Hydrogen Power Plants

This is great news. We have a lot of natural gas power plants because they are as clean and as efficient as a hydrocarbon based system might be. This advance may not improve actual efficiency but it can eliminate most of the carbon dioxide if we so choose.

The bulk of the energy comes from the hydrogen and burning the hydrogen and not burning the carbon will have only a minor effect on total output.

The residual carbon coke can either be sold for industrial use or as is developing, be used as a fertilized enhancement to place it into the soil. Burning coke merely releases the CO2 for a modicum of energy.

Since it is desirable that the last fossil plants standing will be natural gas burners it behooves us to make them hydrogen burners rather than methane burners. This really eases the transition away from fossil fuels.
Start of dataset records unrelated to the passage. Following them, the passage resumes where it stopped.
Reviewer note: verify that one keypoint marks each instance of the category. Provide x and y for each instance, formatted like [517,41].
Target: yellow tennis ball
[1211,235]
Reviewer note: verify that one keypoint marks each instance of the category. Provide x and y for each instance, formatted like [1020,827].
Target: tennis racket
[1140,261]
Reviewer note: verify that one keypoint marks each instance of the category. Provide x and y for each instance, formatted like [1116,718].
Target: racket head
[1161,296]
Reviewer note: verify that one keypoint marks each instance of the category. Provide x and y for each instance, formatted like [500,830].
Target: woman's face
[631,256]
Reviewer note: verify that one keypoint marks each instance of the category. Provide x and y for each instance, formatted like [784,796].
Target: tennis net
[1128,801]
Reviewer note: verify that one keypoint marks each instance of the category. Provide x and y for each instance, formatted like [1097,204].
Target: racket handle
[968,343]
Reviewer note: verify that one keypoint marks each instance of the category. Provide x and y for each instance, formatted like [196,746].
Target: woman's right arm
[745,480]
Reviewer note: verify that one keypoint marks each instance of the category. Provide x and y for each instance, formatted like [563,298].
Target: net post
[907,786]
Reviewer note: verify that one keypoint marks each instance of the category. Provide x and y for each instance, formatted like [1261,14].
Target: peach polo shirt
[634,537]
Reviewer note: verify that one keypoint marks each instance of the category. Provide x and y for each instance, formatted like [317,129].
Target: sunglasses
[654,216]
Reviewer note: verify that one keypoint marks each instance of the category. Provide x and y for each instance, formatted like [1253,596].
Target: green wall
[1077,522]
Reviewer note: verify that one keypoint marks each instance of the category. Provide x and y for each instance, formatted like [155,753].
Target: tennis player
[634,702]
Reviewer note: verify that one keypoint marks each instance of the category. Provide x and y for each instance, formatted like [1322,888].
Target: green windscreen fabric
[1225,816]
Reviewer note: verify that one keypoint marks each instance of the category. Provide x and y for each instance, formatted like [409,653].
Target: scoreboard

The key to doing it was to find an effective catalyst as ordinary methods are not overly efficient and effective. It appears these guys have got it. This obviously makes it also possible to have a reliable source of hydrogen for those folks who want to have a hydrogen economy somewhere. That may never be used on the freeway but certainly can be used in industrial applications close to the natural gas power plant.

Double-Action Power Stations: Energy And Hydrogen

Gas power plants could be cheaply retrofitted to generate hydrogen as well as power, chemists say in a Royal Society of Chemistry journal.

A catalyst would convert methane into hydrogen and combustible coke, allowing the power station to produce hydrogen alongside electricity.

Gadi Rothenberg and colleagues at the University of Amsterdam and at IRCE Lyon report in Green Chemistry that the catalyst could be cheaply installed into existing plants.

This kind of technology could ease a transition to a hydrogen economy, reducing the need for heavy investment in large hydrogen-focused plants.

Generating hydrogen and power together "is a conceptual change," says Rothenberg.

"When you're going to produce hydrogen, you needn't build a huge new power plant to do that. Diverting some of your existing methane feed to produce hydrogen just makes sense."

The group tested many new catalysts based on ceria doped with other metals. One nickel-based form shows excellent catalytic activity and would cost only $10 per kilogram.